Design Space Exploration for Ultra-Low Energy and Secure IoT MCUs

Ehsan Aerabi and Milad Bohlouli and MohammadHasan Ahmadi Livany and Mahdi Fazeli and Athanasios Papadimitriou and David Hely

Abstract

This paper explores the design space of secure communication in ultra-low-energy IoT devices based on Micro-Controller Units (MCUs). It tries to identify, evaluate and compare security-related design choices in a Commercial-Off-The-Shelf (COTS) embedded IoT system which contribute in the energy consumption. We conduct a study over a large group of software-implemented crypto algorithms: symmetric, stream, hash, AEAD, MAC, digital signature and key exchange.
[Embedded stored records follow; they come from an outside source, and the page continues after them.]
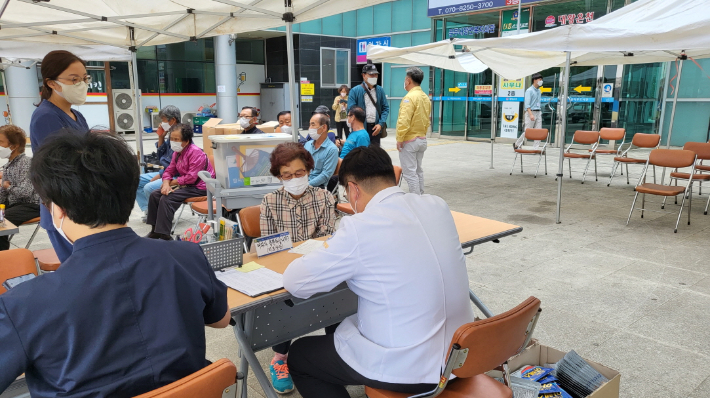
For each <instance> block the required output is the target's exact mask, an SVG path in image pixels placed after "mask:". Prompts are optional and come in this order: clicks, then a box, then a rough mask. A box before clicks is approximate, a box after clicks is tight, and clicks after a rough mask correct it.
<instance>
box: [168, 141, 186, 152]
mask: <svg viewBox="0 0 710 398" xmlns="http://www.w3.org/2000/svg"><path fill="white" fill-rule="evenodd" d="M170 149H172V150H173V152H178V153H180V152H182V150H183V147H182V142H179V141H170Z"/></svg>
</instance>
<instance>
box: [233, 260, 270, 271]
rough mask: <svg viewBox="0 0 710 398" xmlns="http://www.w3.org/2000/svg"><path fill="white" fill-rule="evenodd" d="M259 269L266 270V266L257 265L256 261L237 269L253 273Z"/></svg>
mask: <svg viewBox="0 0 710 398" xmlns="http://www.w3.org/2000/svg"><path fill="white" fill-rule="evenodd" d="M259 268H264V266H263V265H260V264H257V263H256V262H255V261H250V262H248V263H246V264H244V265H242V266H241V268H237V269H238V270H239V271H241V272H251V271H254V270H257V269H259Z"/></svg>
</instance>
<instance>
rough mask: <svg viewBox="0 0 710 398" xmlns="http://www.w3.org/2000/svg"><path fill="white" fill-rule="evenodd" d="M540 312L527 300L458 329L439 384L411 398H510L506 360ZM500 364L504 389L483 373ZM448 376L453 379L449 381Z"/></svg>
mask: <svg viewBox="0 0 710 398" xmlns="http://www.w3.org/2000/svg"><path fill="white" fill-rule="evenodd" d="M540 311H541V310H540V300H538V299H537V298H535V297H530V298H528V299H527V300H525V301H523V302H522V303H521V304H520V305H518V306H517V307H515V308H513V309H512V310H510V311H507V312H504V313H502V314H500V315H496V316H493V317H491V318H486V319H482V320H479V321H475V322H471V323H467V324H465V325H463V326H461V327H460V328H458V330H456V332H455V333H454V336H453V338H452V340H451V346H450V348H449V354H448V357H447V360H446V365H445V368H444V371H443V372H442V373H441V379H440V382H439V384H438V385H437V387H436V388H435V389H434V390H433V391H431V392H428V393H424V394H419V395H416V396H415V397H417V398H428V397H436V396H439V397H442V398H458V397H469V398H512V397H513V391H512V390H511V389H510V387H509V386H510V381H509V379H510V377H509V372H508V359H509V358H510V357H512V356H514V355H516V354H517V353H519V352H520V351H522V350H523V349H525V347H527V345H528V343H529V341H530V338H531V337H532V333H533V331H534V329H535V324H536V323H537V319H538V317H539V314H540ZM416 365H417V364H414V363H413V364H411V366H416ZM501 365H502V366H503V375H504V380H505V381H506V384H508V386H506V385H505V384H503V383H500V382H498V381H496V380H494V379H492V378H491V377H489V376H487V375H486V374H485V372H488V371H489V370H492V369H496V368H498V367H499V366H501ZM452 374H454V375H456V377H457V378H456V379H454V380H452V381H449V380H450V378H451V375H452ZM365 394H366V395H367V396H368V397H369V398H406V397H410V394H402V393H395V392H391V391H386V390H380V389H375V388H370V387H365Z"/></svg>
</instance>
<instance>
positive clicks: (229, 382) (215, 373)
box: [134, 358, 239, 398]
mask: <svg viewBox="0 0 710 398" xmlns="http://www.w3.org/2000/svg"><path fill="white" fill-rule="evenodd" d="M237 390H239V388H238V386H237V367H236V366H234V364H233V363H232V362H230V361H229V360H228V359H224V358H223V359H220V360H219V361H216V362H215V363H213V364H212V365H209V366H207V367H206V368H204V369H200V370H198V371H197V372H195V373H193V374H191V375H189V376H186V377H183V378H182V379H180V380H178V381H175V382H172V383H170V384H168V385H167V386H164V387H161V388H158V389H157V390H153V391H150V392H147V393H145V394H141V395H138V396H136V397H134V398H193V397H201V398H222V397H234V398H236V396H237Z"/></svg>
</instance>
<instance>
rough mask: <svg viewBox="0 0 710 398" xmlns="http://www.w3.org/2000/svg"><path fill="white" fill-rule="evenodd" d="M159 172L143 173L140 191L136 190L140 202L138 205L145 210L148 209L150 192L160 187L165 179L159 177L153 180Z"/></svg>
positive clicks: (141, 176)
mask: <svg viewBox="0 0 710 398" xmlns="http://www.w3.org/2000/svg"><path fill="white" fill-rule="evenodd" d="M158 174H159V173H157V172H154V173H145V174H141V176H140V179H139V180H138V192H136V202H138V207H140V208H141V210H143V211H144V212H146V211H148V198H149V197H150V194H151V193H152V192H153V191H155V190H156V189H160V186H161V185H163V180H162V179H161V178H158V179H157V180H155V181H153V182H151V181H150V180H152V179H153V177H155V176H157V175H158Z"/></svg>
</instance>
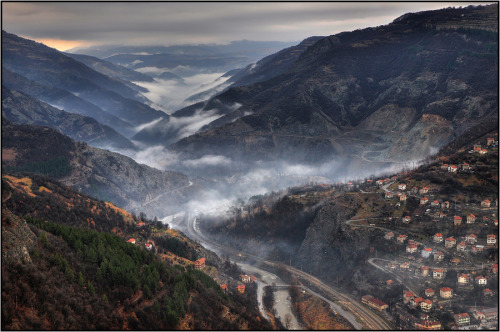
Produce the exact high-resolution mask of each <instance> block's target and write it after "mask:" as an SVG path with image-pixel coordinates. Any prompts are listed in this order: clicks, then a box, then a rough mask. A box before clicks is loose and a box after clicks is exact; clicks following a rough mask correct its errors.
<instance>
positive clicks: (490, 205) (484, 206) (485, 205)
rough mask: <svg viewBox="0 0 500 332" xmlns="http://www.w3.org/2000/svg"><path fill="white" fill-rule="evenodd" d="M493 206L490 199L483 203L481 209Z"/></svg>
mask: <svg viewBox="0 0 500 332" xmlns="http://www.w3.org/2000/svg"><path fill="white" fill-rule="evenodd" d="M490 206H491V201H490V200H489V199H485V200H484V201H482V202H481V207H490Z"/></svg>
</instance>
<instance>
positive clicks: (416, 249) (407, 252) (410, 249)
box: [406, 244, 417, 254]
mask: <svg viewBox="0 0 500 332" xmlns="http://www.w3.org/2000/svg"><path fill="white" fill-rule="evenodd" d="M406 252H407V253H409V254H413V253H416V252H417V246H416V245H414V244H410V245H408V246H406Z"/></svg>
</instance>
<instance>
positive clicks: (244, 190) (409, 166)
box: [115, 67, 418, 218]
mask: <svg viewBox="0 0 500 332" xmlns="http://www.w3.org/2000/svg"><path fill="white" fill-rule="evenodd" d="M138 71H141V72H143V73H145V74H149V75H151V76H153V77H155V80H156V81H155V82H153V83H151V82H134V83H136V84H139V85H141V86H143V87H145V88H146V89H148V90H149V92H147V93H145V96H146V97H147V98H149V99H150V100H151V101H152V102H153V103H154V105H153V106H155V107H156V108H159V109H161V110H163V111H164V112H166V113H168V114H171V113H173V112H174V111H176V110H178V109H180V108H182V107H185V106H188V105H191V104H193V103H194V102H195V101H196V100H193V98H191V99H189V98H190V97H192V96H193V95H195V94H198V93H200V92H204V91H207V90H210V89H212V90H211V93H212V94H215V91H219V90H222V89H224V88H225V87H226V86H228V85H229V84H227V83H225V82H226V80H227V79H228V78H229V77H222V75H223V74H224V73H200V72H195V71H193V70H192V68H185V67H182V68H174V69H165V68H155V67H144V68H140V69H139V70H138ZM167 71H168V72H167ZM186 75H187V76H186ZM161 77H168V79H163V78H161ZM214 88H215V90H213V89H214ZM187 99H189V100H187ZM194 99H196V98H194ZM206 99H208V97H207V96H206V95H204V96H202V97H200V100H206ZM239 106H240V105H235V108H237V107H239ZM219 116H221V115H219V114H217V112H216V110H214V112H210V111H204V112H201V111H200V112H195V114H193V115H192V116H190V117H183V118H175V117H171V119H170V120H169V122H168V123H167V127H166V130H168V131H171V132H172V140H173V141H172V142H171V143H173V142H175V141H176V140H178V139H180V138H183V137H186V136H188V135H191V134H194V133H195V132H197V131H198V130H199V129H200V128H201V127H202V126H203V125H206V124H208V123H210V122H211V121H213V120H215V119H216V118H218V117H219ZM158 121H159V120H155V121H153V122H151V123H148V124H145V125H142V126H140V127H138V128H136V129H137V130H141V129H144V128H146V127H148V126H152V125H154V124H155V123H157V122H158ZM164 129H165V128H164ZM115 151H116V150H115ZM116 152H119V153H122V154H124V155H127V156H129V157H131V158H133V159H134V160H135V161H137V162H139V163H142V164H146V165H149V166H151V167H154V168H157V169H160V170H173V171H179V172H182V173H184V174H186V175H188V177H189V178H190V180H191V181H192V183H199V182H203V185H202V186H201V188H203V189H202V190H201V191H198V192H197V193H196V195H194V196H190V197H192V199H191V200H190V201H189V202H188V203H186V204H185V205H183V206H179V207H178V211H181V210H188V211H190V213H195V214H196V213H198V212H203V213H210V212H211V213H224V212H225V211H227V210H228V209H229V208H230V207H231V206H233V205H235V204H236V202H238V201H239V202H240V203H241V200H247V199H248V198H250V197H251V196H254V195H262V194H265V193H268V192H271V191H279V190H283V189H285V188H287V187H293V186H297V185H303V184H307V183H337V182H347V181H356V180H363V179H365V178H368V177H370V176H374V175H375V176H376V175H380V174H384V173H394V172H397V171H400V170H401V169H403V168H406V169H408V168H409V167H410V166H412V163H414V164H413V166H415V165H417V164H418V162H416V161H408V162H407V163H405V164H401V163H378V164H373V165H372V164H370V163H367V162H363V163H359V162H358V163H351V161H350V160H347V159H342V158H336V159H333V160H330V161H328V162H323V163H319V164H314V165H312V164H305V163H297V162H293V161H287V160H280V161H272V162H269V161H268V162H264V161H246V160H233V159H231V158H229V157H227V156H223V155H210V154H207V155H204V156H202V157H200V158H197V159H182V158H181V157H180V155H179V154H177V153H174V152H172V151H169V150H168V149H167V148H166V147H165V146H162V145H157V146H142V147H141V149H140V151H123V150H122V151H116ZM160 210H161V209H160ZM178 211H177V212H178ZM160 213H161V212H160ZM167 214H172V209H171V208H169V209H165V214H164V215H157V217H158V218H164V217H165V216H167Z"/></svg>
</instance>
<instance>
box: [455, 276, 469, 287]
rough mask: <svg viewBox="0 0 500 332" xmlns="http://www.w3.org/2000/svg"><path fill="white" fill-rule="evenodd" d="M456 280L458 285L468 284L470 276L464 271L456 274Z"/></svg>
mask: <svg viewBox="0 0 500 332" xmlns="http://www.w3.org/2000/svg"><path fill="white" fill-rule="evenodd" d="M457 282H458V284H459V285H468V284H469V282H470V277H469V276H468V275H466V274H465V273H462V274H459V275H458V276H457Z"/></svg>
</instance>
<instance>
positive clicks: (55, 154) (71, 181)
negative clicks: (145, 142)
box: [2, 120, 190, 211]
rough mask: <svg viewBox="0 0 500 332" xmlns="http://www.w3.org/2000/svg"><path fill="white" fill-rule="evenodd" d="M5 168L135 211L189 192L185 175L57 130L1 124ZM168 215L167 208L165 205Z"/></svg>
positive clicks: (35, 127) (25, 125)
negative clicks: (53, 179)
mask: <svg viewBox="0 0 500 332" xmlns="http://www.w3.org/2000/svg"><path fill="white" fill-rule="evenodd" d="M2 166H3V167H5V168H6V169H11V170H15V171H28V172H35V173H38V174H43V175H49V176H52V177H54V178H57V179H59V181H61V182H62V183H64V184H66V185H68V186H71V187H73V188H76V189H77V190H80V191H82V192H84V193H87V194H90V195H92V196H94V197H97V198H99V199H103V200H107V201H110V202H113V203H115V204H116V205H118V206H120V207H122V208H127V209H131V210H134V211H136V210H137V209H138V208H139V207H140V206H141V205H142V204H144V203H147V202H148V201H150V200H151V199H153V198H154V197H158V196H161V197H163V194H165V193H166V192H169V191H173V190H175V189H179V188H183V187H189V186H190V183H189V181H188V179H187V176H186V175H184V174H182V173H178V172H170V171H160V170H158V169H155V168H152V167H149V166H146V165H143V164H138V163H136V162H135V161H134V160H133V159H131V158H128V157H125V156H123V155H120V154H117V153H113V152H109V151H107V150H101V149H98V148H93V147H90V146H88V145H87V144H85V143H80V142H74V141H73V140H71V139H70V138H69V137H67V136H64V135H62V134H61V133H59V132H57V131H55V130H54V129H51V128H47V127H38V126H31V125H15V124H12V123H8V121H6V120H5V121H3V122H2ZM158 203H159V204H163V205H164V207H165V211H167V210H168V206H169V203H170V204H171V205H172V206H175V205H176V203H177V201H175V200H171V201H169V196H168V195H165V198H164V199H163V200H159V201H158Z"/></svg>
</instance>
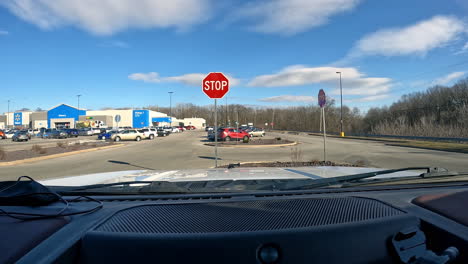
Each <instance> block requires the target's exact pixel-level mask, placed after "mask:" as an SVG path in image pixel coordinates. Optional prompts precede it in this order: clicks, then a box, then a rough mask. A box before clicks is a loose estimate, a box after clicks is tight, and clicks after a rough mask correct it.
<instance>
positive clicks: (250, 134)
mask: <svg viewBox="0 0 468 264" xmlns="http://www.w3.org/2000/svg"><path fill="white" fill-rule="evenodd" d="M246 132H247V133H249V134H250V135H251V136H252V137H264V136H265V130H263V129H262V128H253V129H251V130H250V131H246Z"/></svg>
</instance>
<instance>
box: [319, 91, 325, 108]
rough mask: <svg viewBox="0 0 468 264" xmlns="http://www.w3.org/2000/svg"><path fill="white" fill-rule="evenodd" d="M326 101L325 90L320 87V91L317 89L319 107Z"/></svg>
mask: <svg viewBox="0 0 468 264" xmlns="http://www.w3.org/2000/svg"><path fill="white" fill-rule="evenodd" d="M326 102H327V97H326V96H325V92H324V91H323V89H320V91H319V105H320V107H324V106H325V103H326Z"/></svg>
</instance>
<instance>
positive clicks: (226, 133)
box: [218, 128, 250, 141]
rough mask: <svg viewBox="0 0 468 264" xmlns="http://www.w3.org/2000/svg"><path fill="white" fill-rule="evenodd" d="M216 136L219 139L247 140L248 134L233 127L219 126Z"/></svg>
mask: <svg viewBox="0 0 468 264" xmlns="http://www.w3.org/2000/svg"><path fill="white" fill-rule="evenodd" d="M218 138H219V140H224V141H231V140H241V139H242V140H249V139H250V134H249V133H247V132H245V131H242V130H237V129H235V128H221V129H219V130H218Z"/></svg>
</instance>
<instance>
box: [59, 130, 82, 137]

A comprehensive report of the targeted optimization attributes (memory, performance and specifically energy) will be presented from over 450 experiments and 170 different crypto source codes. The paper also briefly explores a few system-related choices which can affect the energy consumption of secure communication, namely: architecture choice, communication bandwidth, signal strength and processor frequency. In the end, the paper gives an overview on the obtained results and the contribution of all. Finally it shows, in a case study, how the results could be utilized to have a secure communication in an exemplary IoT device. This paper gives IoT designers an insight on the ultra-low-energy security, helps them to choose appropriate cryptographic algorithms, reduce trial-and-error of alternatives, save effort and hence cut the design costs.